Let’s have a closer look at rules

Rules rarely originate from dark motives. Mostly their introduction follows an unexpected event that one wants to avoid recurring. Or they are introduced proactively in order to prevent undesirable outcomes, e.g. parents establishing a rule “You’re not allowed to use the tool box without our supervision“.

Rules conserve actual or presumed knowledge. They serve as a shortcut. That is their function. If they didn’t exist, all knowledge would have to be reacquired each time the same situation repeated itself resulting in time consuming and sometimes dangerous consequences. Depending on the approach, an airline pilot has to lower their undercarriage about nine kilometres ahead of the runway. A rule that makes sense.

Often though, rules lose their validity. This is why organisations should regularly conduct inventories of all their operational rules – an exercise I frequently recommend and carry out in my work.
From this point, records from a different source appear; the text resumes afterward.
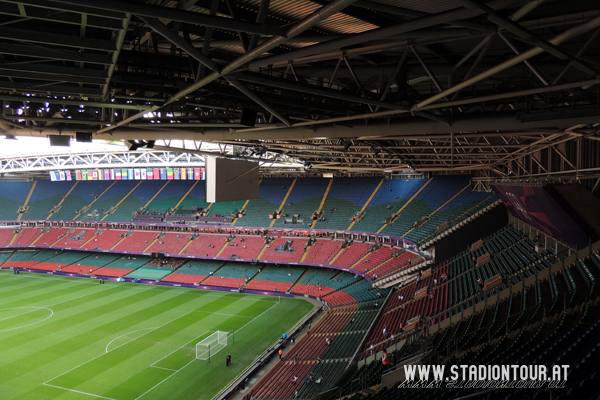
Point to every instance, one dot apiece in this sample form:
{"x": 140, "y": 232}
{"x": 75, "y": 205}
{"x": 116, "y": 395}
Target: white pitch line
{"x": 159, "y": 383}
{"x": 100, "y": 355}
{"x": 180, "y": 369}
{"x": 141, "y": 287}
{"x": 33, "y": 323}
{"x": 79, "y": 391}
{"x": 185, "y": 344}
{"x": 143, "y": 329}
{"x": 168, "y": 369}
{"x": 228, "y": 315}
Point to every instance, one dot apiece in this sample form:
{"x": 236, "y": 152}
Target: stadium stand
{"x": 169, "y": 197}
{"x": 137, "y": 241}
{"x": 29, "y": 259}
{"x": 232, "y": 274}
{"x": 196, "y": 198}
{"x": 13, "y": 196}
{"x": 276, "y": 251}
{"x": 246, "y": 247}
{"x": 50, "y": 236}
{"x": 351, "y": 254}
{"x": 304, "y": 199}
{"x": 91, "y": 263}
{"x": 272, "y": 193}
{"x": 104, "y": 239}
{"x": 170, "y": 243}
{"x": 122, "y": 266}
{"x": 4, "y": 255}
{"x": 117, "y": 192}
{"x": 276, "y": 279}
{"x": 346, "y": 197}
{"x": 156, "y": 269}
{"x": 133, "y": 200}
{"x": 390, "y": 197}
{"x": 26, "y": 236}
{"x": 6, "y": 235}
{"x": 322, "y": 251}
{"x": 209, "y": 246}
{"x": 81, "y": 196}
{"x": 61, "y": 260}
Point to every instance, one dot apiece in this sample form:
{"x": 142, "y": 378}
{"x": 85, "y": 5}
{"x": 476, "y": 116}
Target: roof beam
{"x": 173, "y": 14}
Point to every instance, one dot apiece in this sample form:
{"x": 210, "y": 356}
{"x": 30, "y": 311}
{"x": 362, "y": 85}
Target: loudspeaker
{"x": 83, "y": 137}
{"x": 59, "y": 140}
{"x": 248, "y": 117}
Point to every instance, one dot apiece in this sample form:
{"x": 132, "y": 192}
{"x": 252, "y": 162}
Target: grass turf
{"x": 68, "y": 338}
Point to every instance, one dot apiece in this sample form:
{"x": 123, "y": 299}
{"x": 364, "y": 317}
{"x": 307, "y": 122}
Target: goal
{"x": 211, "y": 345}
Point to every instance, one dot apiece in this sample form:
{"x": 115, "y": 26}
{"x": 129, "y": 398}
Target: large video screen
{"x": 537, "y": 207}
And even more often, rules actually never had their place. Instead they are the result of a reflex that occurs when people oversee other people (e.g. citizens, employees, children). Then rules are a manifestation of their distrust. They institutionalise the withdrawal of responsibility by implicitly (or explicitly) assuming the citizen’s, employe’s or child’s inability to act responsibly.

Our society is full of those rules. Parents that hand out rules like candy; the state introducing new laws in the interest of safety; bosses doubting their employees’ ability to make sound decisions although they are exposed to the problem far more closely than the boss himself.

(Unnecessary) rules are dangerous because they infantilise those who are governed by them. They are the subtle seed of the totalitarian notion that has led us into dreary eras time and time again.

Of course, useful rules exist too. Therefore – as with any convention – we shouldn’t condemn them in general but act a lot more consciously when introducing and retaining them.

Your challenge

Give it a try. As suggested in the video, I recommend making a note of every rule that you are exposed to or you impose on others for one whole week.